Nearly every child who grew up exploring suburbia’s weird fringes probably came upon some derelict space like these, with its old objects and inhumed narratives. In one personal instance, I remember wondering if a stack of found old newspapers and magazines might be of any value and then having them, like nearly everything else in the ruin, crumble in my hands. Conrad’s work insistently expands into many dimensions—the three dimensions of space, into times present and past, and into personal memory.
There’s a touch of Southern-ness via the work’s sense of mystery, neglect, decay, loss—a Gothic hint of some unspecified, buried trouble that perhaps arises from the artists’ own Southern roots. All of these notes are echoed in the show’s title Backwater Blues and in the title of Conrad’s first New York solo show, Ain’t Dead Yet, at Fitzroy Gallery last year [November 15, 2012-February 22, 2013].

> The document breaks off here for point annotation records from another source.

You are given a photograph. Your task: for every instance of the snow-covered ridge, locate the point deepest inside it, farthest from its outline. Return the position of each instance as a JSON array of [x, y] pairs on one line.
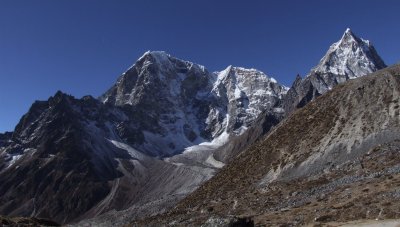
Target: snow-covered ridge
[[188, 105], [350, 56]]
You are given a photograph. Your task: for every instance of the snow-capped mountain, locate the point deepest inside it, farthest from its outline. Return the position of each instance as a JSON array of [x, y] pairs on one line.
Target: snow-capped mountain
[[349, 58], [178, 104], [102, 147], [165, 127]]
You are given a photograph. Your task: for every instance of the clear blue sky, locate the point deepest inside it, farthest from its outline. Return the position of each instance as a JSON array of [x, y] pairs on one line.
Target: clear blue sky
[[82, 46]]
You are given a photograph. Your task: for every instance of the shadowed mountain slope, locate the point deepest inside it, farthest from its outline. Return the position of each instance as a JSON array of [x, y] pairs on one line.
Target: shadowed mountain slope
[[335, 159]]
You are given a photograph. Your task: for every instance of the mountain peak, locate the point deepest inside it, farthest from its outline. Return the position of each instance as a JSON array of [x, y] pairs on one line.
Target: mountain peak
[[348, 32], [351, 57]]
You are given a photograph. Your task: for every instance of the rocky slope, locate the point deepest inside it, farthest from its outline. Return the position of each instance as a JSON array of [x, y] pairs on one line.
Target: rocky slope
[[349, 58], [104, 150], [178, 104], [336, 159], [164, 128]]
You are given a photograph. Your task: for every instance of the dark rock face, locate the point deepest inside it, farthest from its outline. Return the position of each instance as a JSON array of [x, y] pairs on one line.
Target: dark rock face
[[349, 58], [178, 104], [70, 159], [49, 168]]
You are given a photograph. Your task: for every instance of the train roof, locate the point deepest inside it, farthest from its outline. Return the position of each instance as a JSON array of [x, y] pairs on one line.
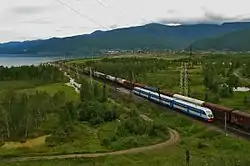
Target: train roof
[[241, 113], [207, 110], [220, 107], [188, 98], [155, 93]]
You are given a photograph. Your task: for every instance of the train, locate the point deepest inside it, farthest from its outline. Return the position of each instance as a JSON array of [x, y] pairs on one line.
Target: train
[[231, 116], [185, 107]]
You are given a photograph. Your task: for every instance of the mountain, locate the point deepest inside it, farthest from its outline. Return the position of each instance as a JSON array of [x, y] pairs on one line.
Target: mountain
[[234, 41], [150, 36]]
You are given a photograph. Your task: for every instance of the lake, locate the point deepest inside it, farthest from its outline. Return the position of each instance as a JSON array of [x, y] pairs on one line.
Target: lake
[[20, 61]]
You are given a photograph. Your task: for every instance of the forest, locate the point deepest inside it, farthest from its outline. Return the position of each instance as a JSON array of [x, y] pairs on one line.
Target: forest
[[211, 78], [29, 114], [101, 119]]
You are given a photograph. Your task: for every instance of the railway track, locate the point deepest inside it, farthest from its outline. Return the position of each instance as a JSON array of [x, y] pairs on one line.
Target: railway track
[[218, 126]]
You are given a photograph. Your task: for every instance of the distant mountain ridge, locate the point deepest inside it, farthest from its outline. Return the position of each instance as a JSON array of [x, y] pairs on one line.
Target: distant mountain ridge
[[233, 41], [149, 36]]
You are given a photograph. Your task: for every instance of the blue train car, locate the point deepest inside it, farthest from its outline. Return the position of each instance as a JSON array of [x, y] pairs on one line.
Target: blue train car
[[183, 106]]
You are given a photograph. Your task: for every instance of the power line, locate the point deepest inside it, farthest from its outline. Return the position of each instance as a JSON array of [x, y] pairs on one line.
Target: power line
[[100, 3], [81, 14]]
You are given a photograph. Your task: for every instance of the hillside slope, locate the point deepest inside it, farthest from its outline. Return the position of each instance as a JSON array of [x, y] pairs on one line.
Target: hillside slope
[[150, 36]]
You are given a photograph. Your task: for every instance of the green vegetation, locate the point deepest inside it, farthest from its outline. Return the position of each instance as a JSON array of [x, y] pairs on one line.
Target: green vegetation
[[103, 120], [207, 147], [211, 78], [59, 121], [234, 41]]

In the end, the works’ evocative, fictive place-ness, their implication of a dramatic tension between past and present, their theatrical lighting, their insistent occupation of three-dimensional space, their lack of easy delimitation, seem at heart to be pointing towards performance and theatre: they’re visual objects tinged with performance’s expansive sense of presence, narrative, and mystery.

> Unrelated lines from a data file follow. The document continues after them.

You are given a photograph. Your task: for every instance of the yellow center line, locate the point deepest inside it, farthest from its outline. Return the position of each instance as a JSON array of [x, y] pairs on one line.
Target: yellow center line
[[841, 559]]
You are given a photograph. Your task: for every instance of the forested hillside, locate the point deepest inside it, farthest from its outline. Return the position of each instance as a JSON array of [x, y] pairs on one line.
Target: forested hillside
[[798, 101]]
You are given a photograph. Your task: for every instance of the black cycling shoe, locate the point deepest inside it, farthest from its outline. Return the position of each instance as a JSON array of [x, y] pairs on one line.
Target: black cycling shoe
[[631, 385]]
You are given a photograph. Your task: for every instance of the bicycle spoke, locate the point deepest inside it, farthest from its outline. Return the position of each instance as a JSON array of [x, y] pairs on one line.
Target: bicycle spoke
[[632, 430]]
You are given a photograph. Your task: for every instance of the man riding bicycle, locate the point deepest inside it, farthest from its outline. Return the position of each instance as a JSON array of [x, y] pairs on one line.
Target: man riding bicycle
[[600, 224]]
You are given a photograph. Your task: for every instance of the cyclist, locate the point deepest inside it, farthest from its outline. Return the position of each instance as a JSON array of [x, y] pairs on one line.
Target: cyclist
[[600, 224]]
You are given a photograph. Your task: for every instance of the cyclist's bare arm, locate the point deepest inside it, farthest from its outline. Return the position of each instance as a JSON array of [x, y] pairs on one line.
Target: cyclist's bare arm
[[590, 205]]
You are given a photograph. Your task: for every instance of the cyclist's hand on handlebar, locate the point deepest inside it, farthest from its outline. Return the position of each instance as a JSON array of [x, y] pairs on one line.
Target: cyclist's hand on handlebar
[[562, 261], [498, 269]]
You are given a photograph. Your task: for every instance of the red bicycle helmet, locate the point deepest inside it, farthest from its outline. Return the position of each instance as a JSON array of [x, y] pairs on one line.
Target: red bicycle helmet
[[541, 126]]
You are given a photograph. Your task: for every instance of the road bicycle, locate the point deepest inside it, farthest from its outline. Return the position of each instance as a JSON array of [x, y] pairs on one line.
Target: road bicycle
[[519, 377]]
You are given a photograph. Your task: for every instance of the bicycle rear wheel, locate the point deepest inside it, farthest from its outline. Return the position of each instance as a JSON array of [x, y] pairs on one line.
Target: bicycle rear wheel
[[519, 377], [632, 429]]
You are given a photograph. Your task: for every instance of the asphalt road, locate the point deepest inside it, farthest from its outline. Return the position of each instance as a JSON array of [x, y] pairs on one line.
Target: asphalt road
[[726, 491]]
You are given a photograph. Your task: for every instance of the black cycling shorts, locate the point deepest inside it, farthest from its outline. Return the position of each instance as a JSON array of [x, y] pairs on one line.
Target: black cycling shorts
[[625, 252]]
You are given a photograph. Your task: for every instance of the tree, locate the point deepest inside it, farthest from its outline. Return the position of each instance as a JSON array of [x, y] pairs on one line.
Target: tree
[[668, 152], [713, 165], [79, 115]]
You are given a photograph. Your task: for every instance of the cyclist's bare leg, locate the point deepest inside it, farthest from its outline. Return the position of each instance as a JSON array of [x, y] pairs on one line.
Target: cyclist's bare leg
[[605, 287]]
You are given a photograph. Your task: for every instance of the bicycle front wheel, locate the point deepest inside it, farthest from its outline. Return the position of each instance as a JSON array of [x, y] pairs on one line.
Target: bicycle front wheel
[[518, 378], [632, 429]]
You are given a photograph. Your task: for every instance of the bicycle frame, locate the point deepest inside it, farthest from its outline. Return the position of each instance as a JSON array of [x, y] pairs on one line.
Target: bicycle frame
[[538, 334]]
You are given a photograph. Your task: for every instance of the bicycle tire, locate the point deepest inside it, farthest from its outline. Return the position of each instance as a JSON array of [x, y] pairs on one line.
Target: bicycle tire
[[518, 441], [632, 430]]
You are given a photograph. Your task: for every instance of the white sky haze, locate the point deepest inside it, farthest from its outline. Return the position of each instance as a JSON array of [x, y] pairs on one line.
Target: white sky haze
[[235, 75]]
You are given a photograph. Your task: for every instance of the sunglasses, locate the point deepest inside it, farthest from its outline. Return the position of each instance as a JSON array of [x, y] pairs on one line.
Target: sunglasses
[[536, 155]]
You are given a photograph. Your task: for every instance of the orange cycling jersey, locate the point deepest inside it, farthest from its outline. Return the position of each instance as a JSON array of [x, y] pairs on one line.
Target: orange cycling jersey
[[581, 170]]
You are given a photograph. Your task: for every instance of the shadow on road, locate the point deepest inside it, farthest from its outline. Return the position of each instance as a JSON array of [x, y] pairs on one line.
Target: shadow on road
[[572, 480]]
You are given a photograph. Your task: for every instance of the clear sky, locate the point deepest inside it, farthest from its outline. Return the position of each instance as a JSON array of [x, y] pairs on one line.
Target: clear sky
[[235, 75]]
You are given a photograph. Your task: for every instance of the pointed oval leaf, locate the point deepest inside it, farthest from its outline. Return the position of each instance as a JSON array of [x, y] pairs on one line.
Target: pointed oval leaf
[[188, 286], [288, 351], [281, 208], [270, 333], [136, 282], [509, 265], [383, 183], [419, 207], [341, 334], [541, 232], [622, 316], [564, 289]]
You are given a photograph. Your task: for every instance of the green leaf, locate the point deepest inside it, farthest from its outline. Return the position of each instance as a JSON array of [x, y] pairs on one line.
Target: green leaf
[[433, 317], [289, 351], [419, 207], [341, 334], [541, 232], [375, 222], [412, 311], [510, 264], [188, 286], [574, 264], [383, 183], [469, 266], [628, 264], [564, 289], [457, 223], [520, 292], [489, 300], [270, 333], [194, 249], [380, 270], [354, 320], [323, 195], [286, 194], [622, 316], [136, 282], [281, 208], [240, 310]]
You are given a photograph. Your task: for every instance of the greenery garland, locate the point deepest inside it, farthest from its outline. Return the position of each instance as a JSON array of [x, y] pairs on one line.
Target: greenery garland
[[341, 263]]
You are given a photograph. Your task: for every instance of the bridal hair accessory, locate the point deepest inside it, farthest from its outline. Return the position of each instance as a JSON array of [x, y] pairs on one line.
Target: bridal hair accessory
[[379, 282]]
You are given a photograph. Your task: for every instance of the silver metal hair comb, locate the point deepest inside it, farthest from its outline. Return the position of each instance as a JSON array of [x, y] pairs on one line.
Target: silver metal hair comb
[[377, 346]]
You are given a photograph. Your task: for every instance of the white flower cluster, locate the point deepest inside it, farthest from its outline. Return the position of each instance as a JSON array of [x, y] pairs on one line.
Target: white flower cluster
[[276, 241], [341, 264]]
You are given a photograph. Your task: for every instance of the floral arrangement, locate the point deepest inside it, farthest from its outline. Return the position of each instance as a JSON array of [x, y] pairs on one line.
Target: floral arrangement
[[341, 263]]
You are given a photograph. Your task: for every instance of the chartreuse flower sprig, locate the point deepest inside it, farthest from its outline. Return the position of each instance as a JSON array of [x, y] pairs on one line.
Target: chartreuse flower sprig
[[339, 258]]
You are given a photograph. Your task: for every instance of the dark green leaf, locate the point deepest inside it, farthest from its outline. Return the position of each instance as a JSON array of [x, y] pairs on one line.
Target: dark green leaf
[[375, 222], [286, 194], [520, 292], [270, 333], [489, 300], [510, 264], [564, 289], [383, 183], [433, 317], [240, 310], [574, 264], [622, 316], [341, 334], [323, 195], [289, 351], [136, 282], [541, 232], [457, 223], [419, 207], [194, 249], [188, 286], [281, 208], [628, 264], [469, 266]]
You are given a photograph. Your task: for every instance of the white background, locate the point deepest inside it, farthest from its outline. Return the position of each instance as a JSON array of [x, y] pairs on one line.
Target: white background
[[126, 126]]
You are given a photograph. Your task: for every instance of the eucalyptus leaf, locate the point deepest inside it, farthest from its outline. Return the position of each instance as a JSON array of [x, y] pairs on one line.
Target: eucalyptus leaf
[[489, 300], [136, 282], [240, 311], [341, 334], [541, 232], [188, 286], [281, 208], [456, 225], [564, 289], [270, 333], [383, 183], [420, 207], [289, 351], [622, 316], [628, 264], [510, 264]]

I loved the work, but if I have a criticism it would be this: This world of memory and domesticity and decay and animal heads can feel familiar, for better and worse. Could this become a comfortable aesthetic groove that also leaves behind a comfortable interpretative groove? Conrad’s work looks like polished, accomplished fine art, which is both praise and criticism. Still, it’s powerful stuff. Especially touching are the festive carnival banners, now dirty and tattered. There’s an implied sequence of events: someone hung them, celebrated something, and then never removed them. It’s fitting critique for our current era, a time of cultural decay. But perhaps for Conrad, the dirtied traces and fragments are more powerful than the unsullied whole.